Ao chegar a Paris, Lucien fica à mercê de uma aristocracia mais culta e com acesso à corte, representada pela sra. d’Espard e seus satélites: destes Balzac dá a lista tão amiúde que não há necessidade de repeti-la aqui. Eles o tratam com mais crueldade que os Saintot e os Chandour de Angoulême. Mas se vestem bem, são elegantes, esbanjam savoir-faire e, serenamente satisfeitos consigo, imaginam-se espirituosíssimos (as demonstrações de Balzac dessa espirituosidade podem ser consideradas pouco convincentes). E, assim, na segunda parte de Ilusões perdidas, detectamos outra ambivalência na atitude do escritor: ele admira e ao mesmo tempo despreza seu beau monde. Os moradores do aristocrático Faubourg Saint-Germain são assustadoramente corretos e presunçosos, porém muito mais peçonhentos e destrutivos porque sua ação, quando eles a empreendem, é muito mais efetiva que a da nobreza de Angoulême. Unem-se para enganar, ridicularizar e eliminar o pobre rapaz “angelicamente” belo — fraco, vaidoso e autocentrado — que espera se alçar à categoria social à qual o berço de sua mãe lhe dá direito.

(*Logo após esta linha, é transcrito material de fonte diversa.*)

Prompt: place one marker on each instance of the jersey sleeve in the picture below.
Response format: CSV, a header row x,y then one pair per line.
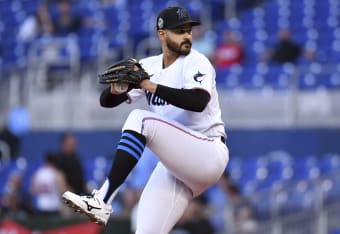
x,y
199,73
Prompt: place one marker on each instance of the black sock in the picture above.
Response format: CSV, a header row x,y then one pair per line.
x,y
129,150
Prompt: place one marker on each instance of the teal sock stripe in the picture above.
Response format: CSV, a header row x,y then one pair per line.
x,y
130,151
132,145
135,139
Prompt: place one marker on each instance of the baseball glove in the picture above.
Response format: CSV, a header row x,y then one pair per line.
x,y
126,71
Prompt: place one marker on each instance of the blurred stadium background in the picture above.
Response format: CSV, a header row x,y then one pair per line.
x,y
282,120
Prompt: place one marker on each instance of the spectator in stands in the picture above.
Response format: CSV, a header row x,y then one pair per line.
x,y
69,163
286,50
229,52
36,25
47,184
15,200
242,213
203,41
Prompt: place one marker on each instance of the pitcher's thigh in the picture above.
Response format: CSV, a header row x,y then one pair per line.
x,y
162,203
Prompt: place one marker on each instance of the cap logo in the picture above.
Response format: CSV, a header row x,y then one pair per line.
x,y
181,13
160,23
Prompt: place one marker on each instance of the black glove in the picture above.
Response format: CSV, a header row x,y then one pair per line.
x,y
127,71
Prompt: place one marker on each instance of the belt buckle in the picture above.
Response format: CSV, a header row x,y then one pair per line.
x,y
223,139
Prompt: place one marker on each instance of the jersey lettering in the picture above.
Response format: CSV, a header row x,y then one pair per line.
x,y
155,100
197,77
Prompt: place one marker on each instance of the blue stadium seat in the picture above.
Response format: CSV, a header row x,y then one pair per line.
x,y
329,163
305,168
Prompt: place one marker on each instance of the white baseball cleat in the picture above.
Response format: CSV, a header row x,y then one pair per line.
x,y
90,205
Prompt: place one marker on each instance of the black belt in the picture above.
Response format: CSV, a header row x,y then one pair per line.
x,y
223,139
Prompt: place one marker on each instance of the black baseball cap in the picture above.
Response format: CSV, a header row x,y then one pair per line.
x,y
173,17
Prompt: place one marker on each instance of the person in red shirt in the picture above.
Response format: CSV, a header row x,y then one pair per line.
x,y
229,51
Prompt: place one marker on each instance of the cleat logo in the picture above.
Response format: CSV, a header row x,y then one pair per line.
x,y
90,207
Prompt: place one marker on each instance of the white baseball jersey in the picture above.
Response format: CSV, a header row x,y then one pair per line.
x,y
193,71
187,143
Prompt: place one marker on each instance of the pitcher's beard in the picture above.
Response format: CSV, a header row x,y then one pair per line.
x,y
181,49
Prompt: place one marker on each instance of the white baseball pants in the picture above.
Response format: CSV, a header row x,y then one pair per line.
x,y
190,162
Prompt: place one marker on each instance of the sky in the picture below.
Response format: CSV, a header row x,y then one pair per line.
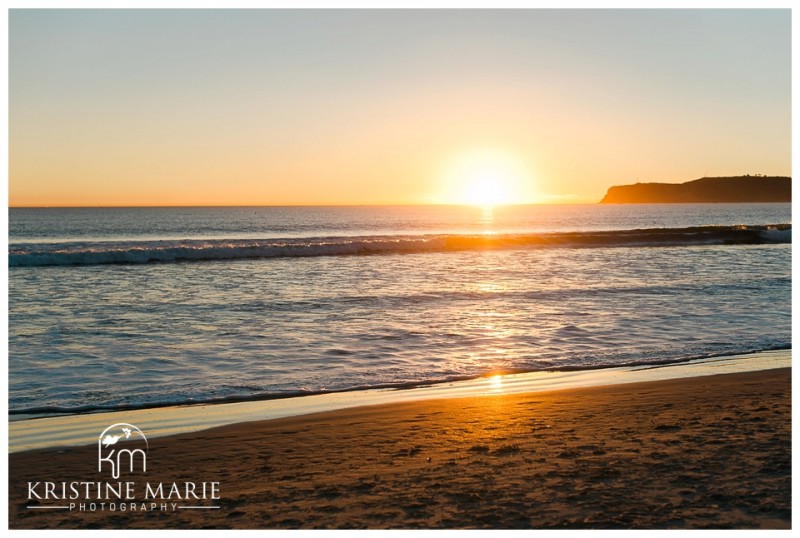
x,y
338,107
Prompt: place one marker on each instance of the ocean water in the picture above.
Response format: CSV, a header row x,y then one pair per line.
x,y
136,307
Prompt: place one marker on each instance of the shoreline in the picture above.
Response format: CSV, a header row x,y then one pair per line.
x,y
710,451
79,429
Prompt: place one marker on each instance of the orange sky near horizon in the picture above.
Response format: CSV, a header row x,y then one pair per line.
x,y
316,107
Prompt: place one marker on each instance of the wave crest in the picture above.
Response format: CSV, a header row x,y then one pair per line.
x,y
140,252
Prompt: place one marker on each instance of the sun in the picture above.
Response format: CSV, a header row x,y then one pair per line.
x,y
486,178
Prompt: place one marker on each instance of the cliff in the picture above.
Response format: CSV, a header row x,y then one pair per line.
x,y
739,189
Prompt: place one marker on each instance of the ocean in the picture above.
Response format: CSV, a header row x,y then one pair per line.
x,y
119,308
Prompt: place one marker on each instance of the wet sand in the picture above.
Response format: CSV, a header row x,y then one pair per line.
x,y
700,452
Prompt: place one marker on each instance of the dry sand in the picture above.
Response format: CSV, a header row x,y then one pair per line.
x,y
702,452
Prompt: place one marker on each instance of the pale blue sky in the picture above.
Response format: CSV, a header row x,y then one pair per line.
x,y
352,106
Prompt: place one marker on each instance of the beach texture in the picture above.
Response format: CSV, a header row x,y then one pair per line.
x,y
702,452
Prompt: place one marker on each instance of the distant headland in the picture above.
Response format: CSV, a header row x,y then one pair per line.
x,y
737,189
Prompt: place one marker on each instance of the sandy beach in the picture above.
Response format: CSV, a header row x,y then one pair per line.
x,y
702,452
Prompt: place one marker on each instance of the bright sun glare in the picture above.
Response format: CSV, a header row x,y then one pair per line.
x,y
487,178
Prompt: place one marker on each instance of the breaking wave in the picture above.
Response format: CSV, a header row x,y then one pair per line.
x,y
140,252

(3) Uma vez descartado pela sra. de Bargeton, resta-lhe escolher entre dois modos de provar seu valor: dispor-se a enfrentar um longo período de pobreza e trabalho árduo, o caminho preconizado e adotado pelo austero D’Arthez, ou abraçar o jornalismo e se impor no mundo das letras com a falta de escrúpulos que, segundo Balzac, é a única possibilidade de sucesso rápido para um jornalista ambicioso. Ele opta pelo segundo rumo, mas é demasiado vulnerável para alcançar sua meta. Por conseguinte, esse terceiro tema pode ser considerado o mais importante de Um grande homem de província em Paris: a denúncia balzaquiana do jornalismo como uma das mais perniciosas velhacarias de sua época.

A primeira metade do século xix presenciou a rápida ascensão do poder da imprensa periódica. Durante o período revolucionário, o jornalismo foi ativo — conquanto perigoso para seus militantes. Napoleão manteve a imprensa sob controle, como observa Giroudeau na página 269.